O levando pra verdade, pro seu passado, pro seu presente e futuro...
[...]
Sem demorar muito, já estávamos ali em frente ao portão, abri o vidro pra que Fritz visse que era eu e permitisse a entrada. Rapidamente o portão se abriu. Dirigi estacionado o carro onde tinha dois carros. Olhei, pra Damon e ele fitava a mansão. Seus olhos transmitiam nervosismo, ansiedade e medo.
Saí do carro sendo seguido por ele. Começamos a caminhar pra entrada.
—Ali, é o PIT. Onde eu durmo. Se quiser ir pra lá... Tudo bem.
Ele balançou a cabeça concordando. Logo entramos e demos de cara com Fritz.
—Meu senhor... Wrath já estava preocupado... -ele disse rapidamente.

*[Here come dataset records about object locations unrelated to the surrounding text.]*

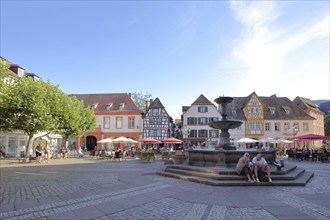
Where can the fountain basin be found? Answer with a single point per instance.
(225, 158)
(225, 124)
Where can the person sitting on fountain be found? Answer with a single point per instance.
(260, 165)
(243, 167)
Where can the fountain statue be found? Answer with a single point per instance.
(224, 154)
(224, 124)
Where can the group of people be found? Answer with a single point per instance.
(42, 154)
(252, 169)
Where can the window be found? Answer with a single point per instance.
(255, 126)
(152, 121)
(131, 122)
(109, 106)
(214, 133)
(119, 122)
(191, 121)
(213, 119)
(93, 107)
(202, 109)
(193, 133)
(106, 122)
(121, 106)
(202, 133)
(277, 126)
(20, 72)
(272, 110)
(155, 112)
(305, 126)
(295, 126)
(202, 121)
(287, 109)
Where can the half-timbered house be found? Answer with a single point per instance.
(157, 123)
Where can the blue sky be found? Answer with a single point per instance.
(174, 50)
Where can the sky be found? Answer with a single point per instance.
(173, 50)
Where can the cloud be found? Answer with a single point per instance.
(263, 50)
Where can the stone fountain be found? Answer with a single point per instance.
(224, 154)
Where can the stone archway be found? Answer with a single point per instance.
(91, 143)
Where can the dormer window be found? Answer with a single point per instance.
(93, 106)
(109, 106)
(202, 109)
(287, 109)
(20, 72)
(121, 106)
(272, 110)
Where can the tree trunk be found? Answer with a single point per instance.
(65, 142)
(28, 149)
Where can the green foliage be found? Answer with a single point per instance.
(3, 76)
(140, 100)
(327, 125)
(38, 106)
(74, 118)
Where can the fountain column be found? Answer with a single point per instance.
(224, 124)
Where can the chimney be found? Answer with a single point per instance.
(146, 105)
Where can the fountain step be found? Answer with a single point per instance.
(300, 180)
(234, 176)
(224, 170)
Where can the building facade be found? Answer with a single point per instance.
(195, 121)
(157, 123)
(116, 115)
(317, 126)
(14, 142)
(275, 117)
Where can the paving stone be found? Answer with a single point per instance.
(132, 190)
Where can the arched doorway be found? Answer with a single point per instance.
(91, 143)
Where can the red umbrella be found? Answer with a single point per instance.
(172, 141)
(150, 141)
(311, 137)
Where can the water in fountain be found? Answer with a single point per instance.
(224, 124)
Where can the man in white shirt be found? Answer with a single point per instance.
(260, 164)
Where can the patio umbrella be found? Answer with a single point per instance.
(123, 140)
(286, 141)
(107, 140)
(150, 141)
(172, 141)
(311, 137)
(246, 140)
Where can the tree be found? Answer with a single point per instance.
(75, 119)
(4, 68)
(327, 125)
(30, 106)
(141, 99)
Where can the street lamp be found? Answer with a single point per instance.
(295, 131)
(185, 133)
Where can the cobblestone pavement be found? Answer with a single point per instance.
(95, 189)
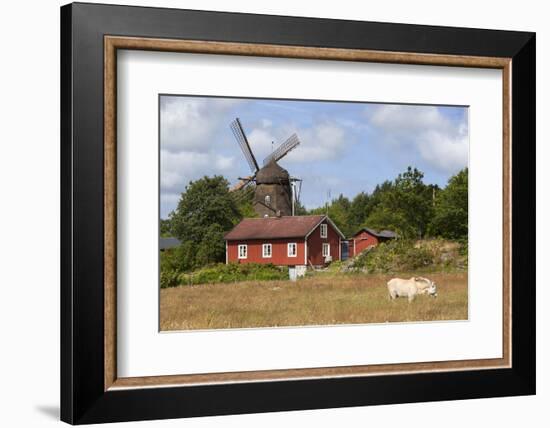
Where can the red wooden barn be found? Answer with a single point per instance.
(284, 241)
(366, 238)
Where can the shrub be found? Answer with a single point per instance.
(392, 256)
(233, 272)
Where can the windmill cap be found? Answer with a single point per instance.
(272, 173)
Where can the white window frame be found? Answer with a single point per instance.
(264, 255)
(292, 245)
(240, 253)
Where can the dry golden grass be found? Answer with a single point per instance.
(318, 300)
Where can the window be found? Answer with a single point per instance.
(243, 251)
(292, 250)
(324, 231)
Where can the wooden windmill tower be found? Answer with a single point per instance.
(276, 191)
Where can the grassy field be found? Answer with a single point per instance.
(317, 300)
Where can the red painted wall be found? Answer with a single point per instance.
(279, 249)
(315, 245)
(279, 252)
(361, 242)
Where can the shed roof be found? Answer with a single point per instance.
(277, 227)
(382, 234)
(165, 243)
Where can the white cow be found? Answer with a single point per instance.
(409, 288)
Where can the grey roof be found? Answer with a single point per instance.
(383, 234)
(165, 243)
(387, 234)
(272, 173)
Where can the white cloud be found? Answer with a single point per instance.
(180, 168)
(440, 141)
(189, 123)
(322, 141)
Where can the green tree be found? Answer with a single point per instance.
(212, 247)
(405, 206)
(165, 228)
(337, 210)
(450, 218)
(205, 212)
(204, 202)
(358, 211)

E quando viu Damon, um sorriso gentil formou ali em seus lábios.
—Ohhh meu senhor... Seja muito bem vindo. -diz fazendo uma reverência.
—Damon ficou um pouco confuso. -Obrigado. -ele disse sem graça.
—Wrath esta? –pergunto querendo saber onde ele se encontra.
—No escritório meu senhor.
—Obrigado Fritz. -digo gentilmente.
—Por nada. Com licença. -ele disse fazendo novamente uma reverência.
—Vêm. -digo.
Damon me acompanhou pela sala toda elegante. E logo estamos em frente a porta. E antes mesmo de bater, aquela voz saiu rouca e abafada.
—Entre Vishous. -ordenou.
Um suspiro profundo saiu de Damon. Abri a porta, vendo ele em pé perto da janela.
—Meu senhor... Seu filho está aqui. Sã e salvo. -digo ajoelhando.
Ele se virou nos olhando.
—Obrigado amigo. –ele sorriu agradecido.
Levantei o fitando. Ele olhava pro garoto ao meu lado, como se ainda estivesse não acreditando nisso. Que ele está vivo em sua frente.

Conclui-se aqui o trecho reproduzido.